Published by shakespeare at 9:07 am under Art, Children, Theatre, Writing Edit This

You know the feeling: nobody understands you. No one sees what you are going through. No one can possibly see the world through your eyes, see your pain, sense your true level of frustration, notice you. The feeling might come at work, or at home (I remember an ad where dishes are washed, diapers changed, etc., all by unseen hands), or online. You think nobody hears you, or if they do, they aren’t really listening. 

What can you do? You can start screaming at people around you, biting at them in the same way Harry Potter snapped at his friends in book 5. Not very effective, really. It works well to chase people away. You can also give up entirely, playing the martyr, ending your long suffering by tossing your novel in the trash (nobody wants to read it anyway, you might say). 

Or you can ask for help. 

It’s tough. Tougher if you’ve never done it. It means you have to put your own emotional vulnerability in front of people. And they might scoff. They might ignore you still. More than likely, though, they have similar feelings of their own–or have had them–and they will reach out and reassure you. 
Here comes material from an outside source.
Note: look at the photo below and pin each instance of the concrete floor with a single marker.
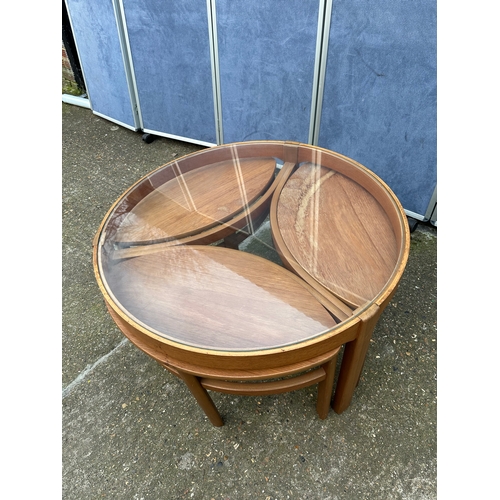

I thought about this as I read one of my favorite blogs, and it’s funny that it came from her, since she just received an award on Today.com and her blog seemed to be going strong. But her latest blog entry was a little plea for help, a plea that someone–anyone–reply to a blog so that she knew they were there. I did, and I was one of many who wrote back, the unseen readers she’d had all along without knowing, since they hadn’t written a response to any of her entries. You should check it out, and give her a few words of encouragement… she needs them right now.

I’m lucky. My sister checks my blog out several times a day (thanks, Sis!), writing encouraging words at every turn. And I have a playwrights group now, though I don’t meet with them as much as I’d like. They read my stuff, give me feedback, and then let me do the same for them. We support each other as we all struggle to work on our craft. I have moms to turn to when the kids drive me insane, and friends who share some similar struggles, or who like to read my writing and give me a gut reaction.

If you feel alone, find a network. It might be online, it might be a meet-twice-a-month-at-a-coffee-club sort of group. It could be for moms, or dads, or writers, or readers, or actors, artists, whatever. And if you can’t find one (craigslist is a great place to start), make one up, and post meeting times. Meet at the library–it’s free–and see who else shows up. 

Believe it or not, your cry for attention may be exactly what others need… most of us go through life far more lonely than we should be, and one person, by reaching for help, can change the lives of many more who feel the same way.

So reach out. See who reaches back. You might be surprised.